Reasons for Continuity and Change

Virgil R. Carter
Executive Director, ASME


This edition of ASME News features a number of important articles about ASME's ongoing process to transform itself into a 21st century global organization — a knowledge-based, market-focused, learning organization.

Why is the Society doing this? To put it simply, the ASME model of the 1970s and 1980s no longer provides a consistent basis for the organization's continued development. ASME members and customers alike have told us that changes are needed in order to provide new value and benefit. Industry has told us that ASME remains highly regarded and credible, but that often it does not help them meet new challenges. Others have said that ASME is not sufficiently global.

Virgil R. Carter

The good news is that ASME has many strong assets, and it is well positioned to address these issues. ASME is not responding because it is in trouble; the Society is responding because it has strength, and wants to sustain and expand that strength.

How will ASME change? Again, there are some simple answers: the Society will change by giving new attention to how strategic priorities are set, and by linking annual operations and budgets to achieve strategy. ASME will change by expanding participation options for members and customers, worldwide, on a 24-7 basis. ASME will change by establishing greater innovation with its core assets — knowledge, community and advocacy/representation.

ASME will also change by increasing opportunities for individual engineers, such as young engineers, by strengthening support for industry, government and academia, and by becoming a forward-looking, nimble organization that responds swiftly to new worldwide market opportunities.

Knowing What to Change
Benchmarking other great organizations that face similar challenges is helping ASME's leadership to focus attention in the right places. In his book "Good to Great," New York: HarperBusiness, 2001, respected researcher, teacher, author and management consultant Jim Collins writes, "Enduring good companies preserve their core values and purpose, while their business strategies and operating practices endlessly adapt to a changing world. This is the magical combination of preserve the core and stimulate progress through changed practices." That is what the "Change" portion of ASME's initiative is all about.

Continuity and Change
But in this initiative, continuity is also important. ASME is not changing its core values or purpose. The Society is, however, beginning to recognize the fundamental shift that is taking place toward multidisciplinary engineering and allied sciences. The change is about how ASME will be viewed in 2013: as a global gateway for engineering and scientific knowledge, advocacy and collaboration; as a forward-looking, agile organization that is responsive to the needs of the markets it serves, and as a global leader.

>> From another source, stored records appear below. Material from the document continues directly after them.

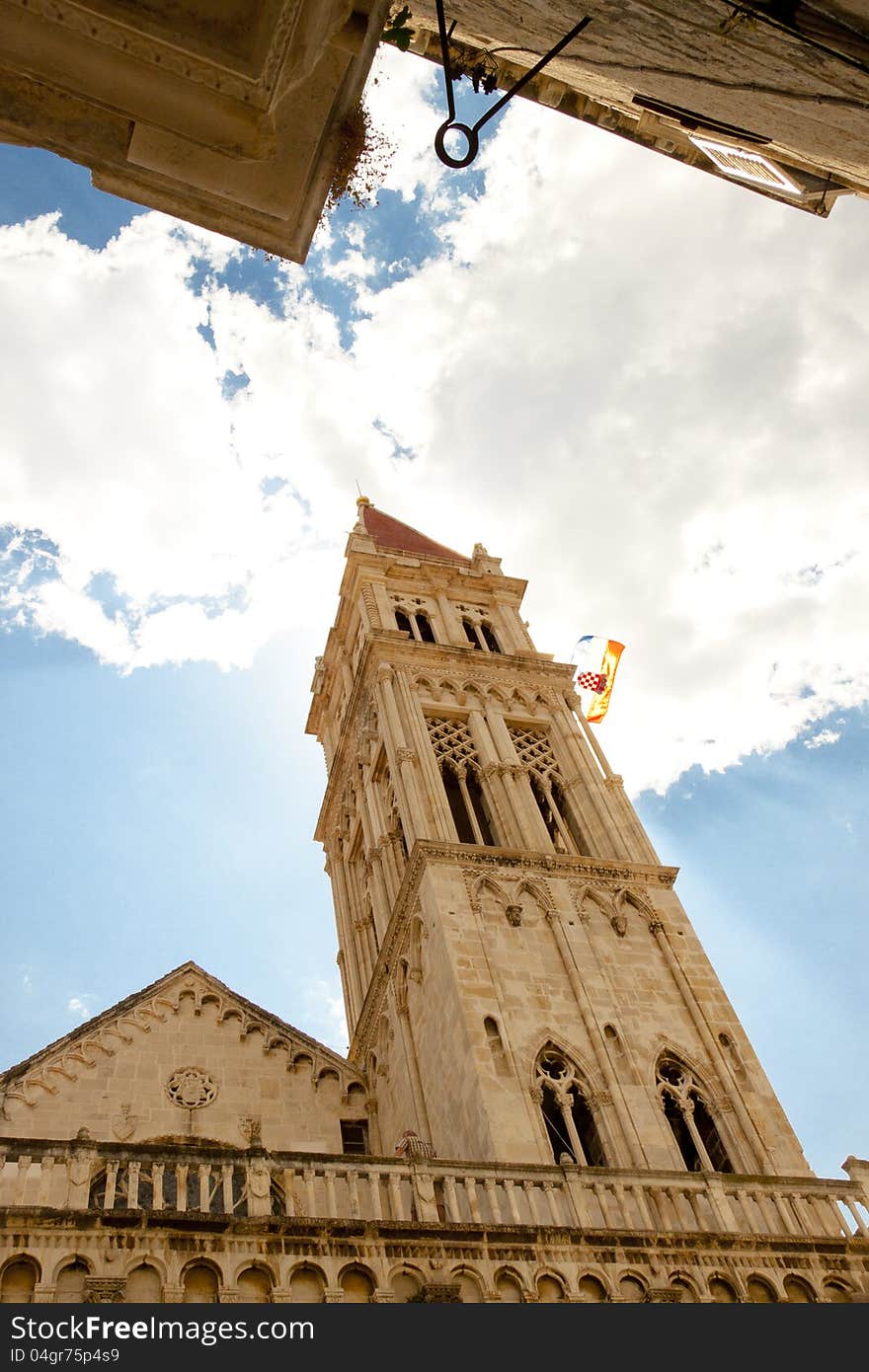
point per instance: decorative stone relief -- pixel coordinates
(123, 1124)
(191, 1088)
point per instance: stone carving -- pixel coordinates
(123, 1124)
(259, 1179)
(105, 1290)
(250, 1128)
(191, 1088)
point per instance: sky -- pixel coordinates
(640, 386)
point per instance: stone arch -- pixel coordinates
(65, 1261)
(470, 1283)
(692, 1114)
(306, 1283)
(151, 1259)
(632, 1286)
(358, 1283)
(628, 899)
(200, 1281)
(685, 1286)
(70, 1281)
(535, 892)
(760, 1290)
(327, 1075)
(256, 1283)
(510, 1286)
(601, 899)
(551, 1286)
(407, 1281)
(144, 1284)
(593, 1287)
(18, 1277)
(798, 1290)
(836, 1291)
(493, 888)
(722, 1288)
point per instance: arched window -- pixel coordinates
(357, 1286)
(570, 1124)
(407, 1287)
(306, 1286)
(256, 1286)
(199, 1284)
(481, 636)
(70, 1286)
(759, 1291)
(18, 1280)
(143, 1286)
(534, 752)
(415, 623)
(688, 1115)
(456, 755)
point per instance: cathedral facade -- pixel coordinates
(548, 1095)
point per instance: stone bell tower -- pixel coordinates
(520, 980)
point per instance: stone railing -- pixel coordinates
(199, 1181)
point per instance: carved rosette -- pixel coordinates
(191, 1088)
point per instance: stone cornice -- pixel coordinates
(592, 870)
(101, 1037)
(421, 657)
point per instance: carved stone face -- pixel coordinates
(191, 1088)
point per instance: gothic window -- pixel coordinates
(416, 623)
(143, 1286)
(256, 1286)
(18, 1280)
(200, 1284)
(459, 766)
(481, 636)
(353, 1136)
(688, 1115)
(567, 1115)
(70, 1288)
(492, 644)
(534, 752)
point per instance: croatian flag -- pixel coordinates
(596, 663)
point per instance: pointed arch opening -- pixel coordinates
(682, 1101)
(566, 1107)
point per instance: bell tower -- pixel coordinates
(520, 980)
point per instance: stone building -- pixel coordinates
(548, 1095)
(769, 94)
(227, 113)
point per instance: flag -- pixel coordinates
(598, 658)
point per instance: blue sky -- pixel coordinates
(612, 373)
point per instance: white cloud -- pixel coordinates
(826, 735)
(80, 1006)
(641, 387)
(326, 1014)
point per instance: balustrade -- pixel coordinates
(91, 1176)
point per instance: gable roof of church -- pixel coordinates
(391, 534)
(162, 987)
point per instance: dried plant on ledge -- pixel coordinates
(364, 158)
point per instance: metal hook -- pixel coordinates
(471, 133)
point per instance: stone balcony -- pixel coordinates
(209, 1187)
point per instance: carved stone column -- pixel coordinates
(105, 1290)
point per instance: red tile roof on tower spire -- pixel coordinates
(401, 538)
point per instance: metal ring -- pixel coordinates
(470, 134)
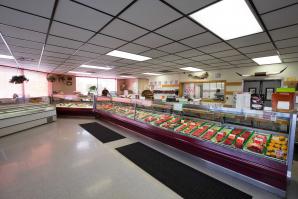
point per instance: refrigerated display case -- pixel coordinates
(18, 117)
(73, 105)
(256, 144)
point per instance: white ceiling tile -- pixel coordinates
(71, 32)
(87, 54)
(173, 48)
(24, 43)
(281, 18)
(19, 19)
(287, 43)
(106, 41)
(215, 48)
(284, 33)
(233, 58)
(170, 58)
(289, 50)
(133, 48)
(95, 49)
(268, 5)
(152, 40)
(64, 42)
(180, 29)
(153, 53)
(201, 40)
(149, 14)
(225, 53)
(249, 40)
(257, 48)
(59, 49)
(202, 57)
(67, 12)
(110, 6)
(40, 7)
(123, 30)
(21, 33)
(188, 6)
(190, 53)
(262, 54)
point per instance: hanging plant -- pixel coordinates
(51, 78)
(18, 79)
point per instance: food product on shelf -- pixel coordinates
(221, 134)
(201, 130)
(278, 147)
(257, 142)
(241, 140)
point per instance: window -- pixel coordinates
(37, 86)
(8, 89)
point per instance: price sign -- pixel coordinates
(177, 107)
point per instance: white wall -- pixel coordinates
(231, 76)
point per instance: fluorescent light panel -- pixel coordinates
(228, 19)
(125, 55)
(191, 69)
(96, 67)
(6, 57)
(267, 60)
(151, 74)
(78, 72)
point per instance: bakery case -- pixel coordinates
(73, 105)
(256, 146)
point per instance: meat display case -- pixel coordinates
(18, 117)
(256, 146)
(73, 105)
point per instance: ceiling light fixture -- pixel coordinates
(96, 67)
(125, 55)
(78, 72)
(6, 57)
(192, 69)
(151, 74)
(267, 60)
(228, 19)
(124, 76)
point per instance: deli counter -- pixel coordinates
(256, 144)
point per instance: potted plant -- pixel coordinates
(18, 79)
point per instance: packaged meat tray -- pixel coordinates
(277, 147)
(201, 129)
(222, 134)
(211, 132)
(257, 143)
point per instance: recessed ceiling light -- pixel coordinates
(125, 55)
(6, 57)
(78, 72)
(228, 19)
(191, 69)
(124, 76)
(267, 60)
(151, 74)
(96, 67)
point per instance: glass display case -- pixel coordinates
(18, 117)
(258, 139)
(73, 104)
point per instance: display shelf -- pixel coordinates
(211, 136)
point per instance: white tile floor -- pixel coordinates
(60, 161)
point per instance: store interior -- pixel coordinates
(212, 84)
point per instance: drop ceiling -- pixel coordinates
(77, 32)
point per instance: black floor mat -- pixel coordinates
(184, 180)
(101, 132)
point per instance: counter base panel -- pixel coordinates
(268, 171)
(74, 111)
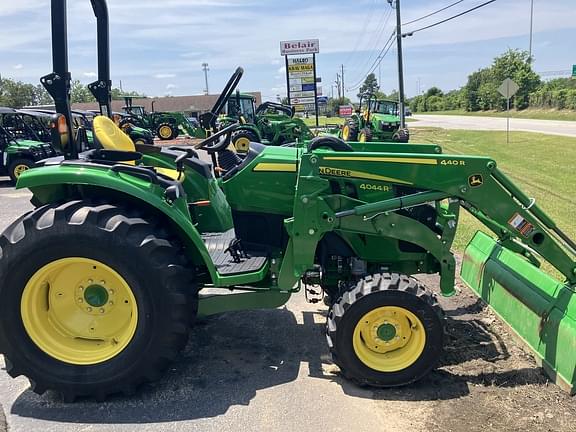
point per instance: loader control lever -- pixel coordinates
(219, 141)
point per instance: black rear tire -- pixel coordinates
(384, 291)
(133, 245)
(242, 138)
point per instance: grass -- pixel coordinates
(541, 165)
(535, 114)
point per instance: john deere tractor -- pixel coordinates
(375, 120)
(19, 155)
(166, 125)
(271, 123)
(103, 280)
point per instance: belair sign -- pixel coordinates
(305, 46)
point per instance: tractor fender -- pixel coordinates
(60, 182)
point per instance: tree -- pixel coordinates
(370, 86)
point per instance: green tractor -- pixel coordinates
(166, 125)
(19, 155)
(378, 121)
(271, 123)
(127, 246)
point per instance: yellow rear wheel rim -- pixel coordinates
(346, 133)
(19, 169)
(389, 339)
(79, 311)
(165, 131)
(242, 144)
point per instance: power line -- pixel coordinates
(387, 46)
(411, 32)
(365, 24)
(433, 13)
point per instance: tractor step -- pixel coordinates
(230, 259)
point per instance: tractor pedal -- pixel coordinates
(236, 250)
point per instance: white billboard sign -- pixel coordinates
(304, 46)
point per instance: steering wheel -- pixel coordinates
(219, 141)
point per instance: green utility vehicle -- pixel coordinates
(378, 121)
(271, 123)
(19, 155)
(102, 281)
(26, 125)
(166, 125)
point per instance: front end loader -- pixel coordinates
(103, 280)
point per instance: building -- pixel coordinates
(191, 105)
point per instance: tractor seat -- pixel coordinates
(111, 137)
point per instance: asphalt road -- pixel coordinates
(552, 127)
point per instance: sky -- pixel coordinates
(158, 47)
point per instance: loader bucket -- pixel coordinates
(540, 310)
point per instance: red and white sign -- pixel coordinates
(305, 46)
(345, 111)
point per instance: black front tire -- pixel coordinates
(18, 166)
(137, 248)
(373, 292)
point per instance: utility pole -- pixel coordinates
(531, 29)
(343, 88)
(400, 65)
(205, 69)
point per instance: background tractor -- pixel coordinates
(165, 125)
(102, 281)
(376, 120)
(19, 155)
(271, 123)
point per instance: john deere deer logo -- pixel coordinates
(475, 180)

To achieve these important goals, ASME will have to change some of its business models and processes. Rapid technological and scientific advances will need to be anticipated and communicated. ASME will need to advocate new opportunities for knowledge and create communities for members. Global learning, innovation and entrepreneurship will need to be encouraged and fostered. Worldwide strategic partnerships and alliances will need to be strengthened.

We will also need to leverage our volunteer/staff partnership to meet the emerging needs of industry, government and academia with continual new programs and services. We will assess programs annually. Programs and activities that are of low priority will be sunset. If ASME is to generate new goods and services continuously, the assessment and sunsetting of programs will need to be done regularly.

Implementation
ASME is a complex organization that has wisely considered important changes for many years through the ASME Futures Task Force, the Committee on Issues Identification, and many other important activities that date to the late 1990s. While the recommendations comprising Continuity and Change are important and urgent, they will take time to plan and implement.

The Board of Governors is expected to make a final implementation decision in March. Thereafter, changes will be made incrementally, in an orderly manner, over more than a year.

Throughout the planning and implementation, information will be continuously available from a variety of sources, including ASME NEWS, ASME.ORG, and a series of on-site General Assemblies that will take place this month and in February. Opportunities for questions, comments and discussion are available at the General Assemblies, through the ASME Web site, as well as by direct communications with ASME volunteer leaders and staff. Maximizing access to information and commentary is a goal of the Continuity and Change initiative.

As ASME President Reggie Vachon has said, Continuity and Change is intended to make ASME better than ever — better for members, better for the engineering profession, and better for the level of leadership we seek to offer industry, government and academia. With Continuity and Change, the best — ASME — just got a chance to get even better.